There have been mixed fortunes for films at this year’s Cannes Film Festival, with Gus Van Sant’s Sea Of Trees, starring Matthew McConaughey, being met with boos, while Todd Haynes’ lesbian-themed Carol, starring Cate Blanchett and Rooney Mara, is getting huge buzz.
Variety is already saying the film may be one of the frontrunners at next year’s Oscar, remaking that early reaction to the movie ‘were some of the strongest of the 2015 Cannes Film Festival’.
Many are backing that sentiment, with Sasha Stone of Awards Daily commenting, “Weinstein is right in saying ‘Carol’ has the stuff. I think Hollywood will finally give Haynes the directing nod he so richly deserves. Rooney’s movie as much as Blanchett’s. Exceptional in every respect.”

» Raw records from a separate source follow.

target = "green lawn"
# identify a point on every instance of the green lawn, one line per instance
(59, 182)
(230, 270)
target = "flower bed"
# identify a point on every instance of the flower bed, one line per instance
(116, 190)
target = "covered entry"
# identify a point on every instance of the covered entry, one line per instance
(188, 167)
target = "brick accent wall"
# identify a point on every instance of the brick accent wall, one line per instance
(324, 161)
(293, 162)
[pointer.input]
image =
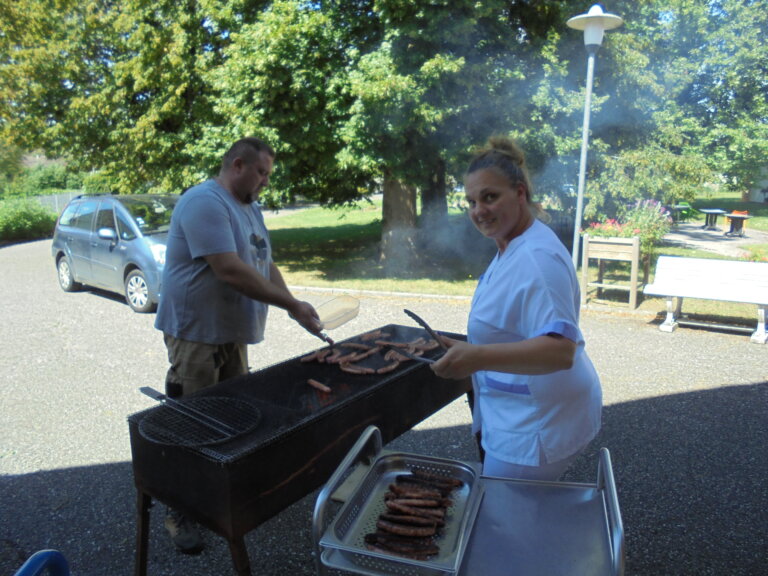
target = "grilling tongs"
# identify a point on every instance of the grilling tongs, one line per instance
(426, 327)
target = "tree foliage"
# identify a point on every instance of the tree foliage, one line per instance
(146, 95)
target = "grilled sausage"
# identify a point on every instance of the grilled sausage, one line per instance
(397, 507)
(405, 530)
(352, 369)
(388, 368)
(411, 520)
(309, 357)
(418, 502)
(415, 491)
(447, 480)
(319, 385)
(356, 346)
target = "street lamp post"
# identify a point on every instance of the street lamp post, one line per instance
(594, 24)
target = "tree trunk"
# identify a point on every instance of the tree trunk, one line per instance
(435, 236)
(398, 227)
(434, 202)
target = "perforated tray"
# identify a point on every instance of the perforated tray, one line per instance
(343, 542)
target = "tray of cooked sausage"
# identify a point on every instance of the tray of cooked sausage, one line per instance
(410, 514)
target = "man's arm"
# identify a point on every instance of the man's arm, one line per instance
(229, 268)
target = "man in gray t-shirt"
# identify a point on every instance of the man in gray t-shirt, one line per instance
(218, 282)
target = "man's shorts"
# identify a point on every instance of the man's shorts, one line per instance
(195, 365)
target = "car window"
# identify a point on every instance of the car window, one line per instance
(85, 214)
(104, 217)
(152, 215)
(124, 228)
(69, 214)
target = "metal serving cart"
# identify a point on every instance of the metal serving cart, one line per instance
(526, 528)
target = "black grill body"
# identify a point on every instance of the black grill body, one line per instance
(232, 487)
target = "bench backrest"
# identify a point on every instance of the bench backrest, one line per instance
(728, 280)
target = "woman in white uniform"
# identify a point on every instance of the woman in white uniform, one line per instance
(537, 396)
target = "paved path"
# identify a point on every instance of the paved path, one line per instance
(694, 236)
(684, 419)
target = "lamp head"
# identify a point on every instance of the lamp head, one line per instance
(594, 23)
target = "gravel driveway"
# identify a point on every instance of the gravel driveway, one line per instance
(685, 419)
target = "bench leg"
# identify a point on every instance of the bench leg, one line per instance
(760, 336)
(669, 323)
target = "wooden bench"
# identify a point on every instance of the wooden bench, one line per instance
(724, 280)
(617, 249)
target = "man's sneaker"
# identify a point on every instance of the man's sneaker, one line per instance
(184, 533)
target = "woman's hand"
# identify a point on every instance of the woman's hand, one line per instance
(458, 362)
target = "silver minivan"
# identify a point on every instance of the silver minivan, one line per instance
(116, 243)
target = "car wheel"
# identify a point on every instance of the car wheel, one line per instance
(66, 279)
(137, 293)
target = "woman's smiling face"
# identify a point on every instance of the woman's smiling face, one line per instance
(498, 209)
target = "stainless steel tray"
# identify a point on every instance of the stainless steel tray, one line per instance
(342, 545)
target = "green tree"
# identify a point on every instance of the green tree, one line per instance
(284, 78)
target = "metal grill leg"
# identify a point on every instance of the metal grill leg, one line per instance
(240, 557)
(143, 504)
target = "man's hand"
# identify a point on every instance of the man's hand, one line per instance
(304, 313)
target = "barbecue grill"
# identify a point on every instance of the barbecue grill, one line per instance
(232, 480)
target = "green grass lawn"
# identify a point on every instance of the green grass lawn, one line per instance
(339, 248)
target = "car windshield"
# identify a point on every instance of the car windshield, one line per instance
(152, 213)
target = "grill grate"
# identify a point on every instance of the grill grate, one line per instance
(168, 426)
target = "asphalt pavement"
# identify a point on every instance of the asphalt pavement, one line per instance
(685, 420)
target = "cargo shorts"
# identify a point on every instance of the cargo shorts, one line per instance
(195, 365)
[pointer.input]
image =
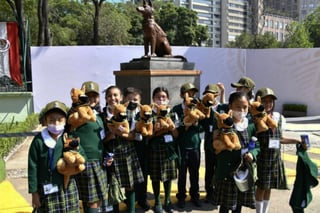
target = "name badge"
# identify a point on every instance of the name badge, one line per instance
(102, 134)
(138, 137)
(210, 128)
(244, 151)
(274, 144)
(168, 138)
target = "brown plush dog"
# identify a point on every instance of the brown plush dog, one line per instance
(72, 162)
(153, 34)
(208, 100)
(164, 123)
(80, 112)
(192, 115)
(261, 119)
(228, 139)
(119, 125)
(144, 124)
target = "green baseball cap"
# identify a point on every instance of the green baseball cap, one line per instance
(211, 88)
(265, 91)
(244, 82)
(186, 87)
(55, 105)
(91, 86)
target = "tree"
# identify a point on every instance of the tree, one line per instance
(297, 36)
(44, 37)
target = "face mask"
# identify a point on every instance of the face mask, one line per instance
(238, 115)
(55, 129)
(132, 105)
(160, 102)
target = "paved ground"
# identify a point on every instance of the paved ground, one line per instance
(14, 195)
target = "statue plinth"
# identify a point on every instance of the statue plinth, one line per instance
(148, 73)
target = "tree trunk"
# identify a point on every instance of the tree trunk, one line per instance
(96, 23)
(40, 24)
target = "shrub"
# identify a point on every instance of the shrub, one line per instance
(7, 144)
(295, 107)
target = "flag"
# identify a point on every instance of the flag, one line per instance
(10, 58)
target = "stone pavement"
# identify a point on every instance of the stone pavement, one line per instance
(16, 183)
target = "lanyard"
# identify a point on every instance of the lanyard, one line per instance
(51, 151)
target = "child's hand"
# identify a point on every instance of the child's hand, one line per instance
(36, 200)
(248, 157)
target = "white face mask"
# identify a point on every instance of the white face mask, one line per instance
(55, 129)
(162, 102)
(239, 115)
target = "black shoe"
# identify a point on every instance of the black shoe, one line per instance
(196, 202)
(168, 208)
(144, 205)
(181, 204)
(157, 209)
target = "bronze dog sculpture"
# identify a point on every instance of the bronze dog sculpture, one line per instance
(153, 34)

Indiewire’s Anne Thompson meanwhile tweeted, “Blanchett & Mara carry Todd Haynes’ 50s lesbian romance Carol with glamorous allure. Strong contender for awards @cannes15 & beyond.”
The BBC meanwhile says the movie is ‘tipped for Cannes glory’.

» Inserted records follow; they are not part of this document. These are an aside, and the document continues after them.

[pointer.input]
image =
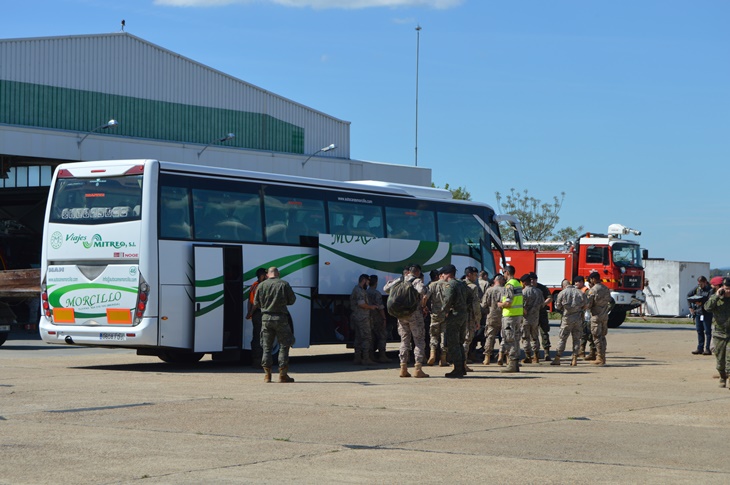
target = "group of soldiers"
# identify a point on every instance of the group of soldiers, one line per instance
(457, 310)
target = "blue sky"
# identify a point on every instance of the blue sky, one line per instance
(623, 105)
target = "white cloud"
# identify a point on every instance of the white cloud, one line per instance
(320, 4)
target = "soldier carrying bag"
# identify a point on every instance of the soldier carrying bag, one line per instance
(403, 300)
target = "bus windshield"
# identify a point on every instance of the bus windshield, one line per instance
(96, 201)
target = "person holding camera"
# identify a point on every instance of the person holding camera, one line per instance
(702, 318)
(719, 305)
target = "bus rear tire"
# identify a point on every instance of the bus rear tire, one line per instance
(177, 357)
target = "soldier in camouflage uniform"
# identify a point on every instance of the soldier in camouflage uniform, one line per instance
(377, 319)
(512, 313)
(411, 329)
(435, 302)
(475, 313)
(532, 302)
(457, 300)
(544, 321)
(360, 320)
(272, 296)
(492, 296)
(572, 302)
(719, 305)
(599, 303)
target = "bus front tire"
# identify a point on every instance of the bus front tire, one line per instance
(175, 357)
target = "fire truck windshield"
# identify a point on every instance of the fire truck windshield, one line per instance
(626, 254)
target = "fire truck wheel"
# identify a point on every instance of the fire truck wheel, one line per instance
(616, 318)
(174, 357)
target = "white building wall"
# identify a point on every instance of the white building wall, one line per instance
(123, 64)
(668, 285)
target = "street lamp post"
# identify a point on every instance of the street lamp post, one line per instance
(418, 46)
(109, 124)
(221, 140)
(321, 150)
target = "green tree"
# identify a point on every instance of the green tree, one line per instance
(458, 193)
(539, 219)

While the film has been getting a brilliant response, Blanchett herself has stepped forward to clarify comments that many (incuding ourselves) took to suggest she was bisexual.
In a piece published in Variety last week, when asked about whether she had had relationships with women, Cate answered “Yes. Many times.” However it turns out this wasn’t all she said.
At a Cannes press conference she noted, “From memory, the conversation ran, ‘Have you had relationships with women?’ And I said, ‘Yes, many times. If you mean I’ve had sexual relationships with them, the answer is ‘No’ – but that obviously didn’t make it to print.
“Call me old-fashioned but I thought one’s job as an actor was not to present one’s boring, small, microscopic universe but to make a psychological connection to another character’s experiences. My own life is of no interest to anyone else. Or maybe it is. But I certainly have no interest in putting my own thoughts and opinions out there.”
Carol is about the relationship between two women in 1950s New York. One is a young department store clerk, Therese (Rooney Mara), who dreams of a better life, and the other is the older Carol (Cate Blanchett), who is trapped in a loveless marriage. However Carol’s husband (Kyle Chandler) begins to suspect what is happening. Playwright Phyllis Nagy wrote the screenplay adaptation.
It’s due for release in the US in December, which should set it up nicely for a strong Oscar run.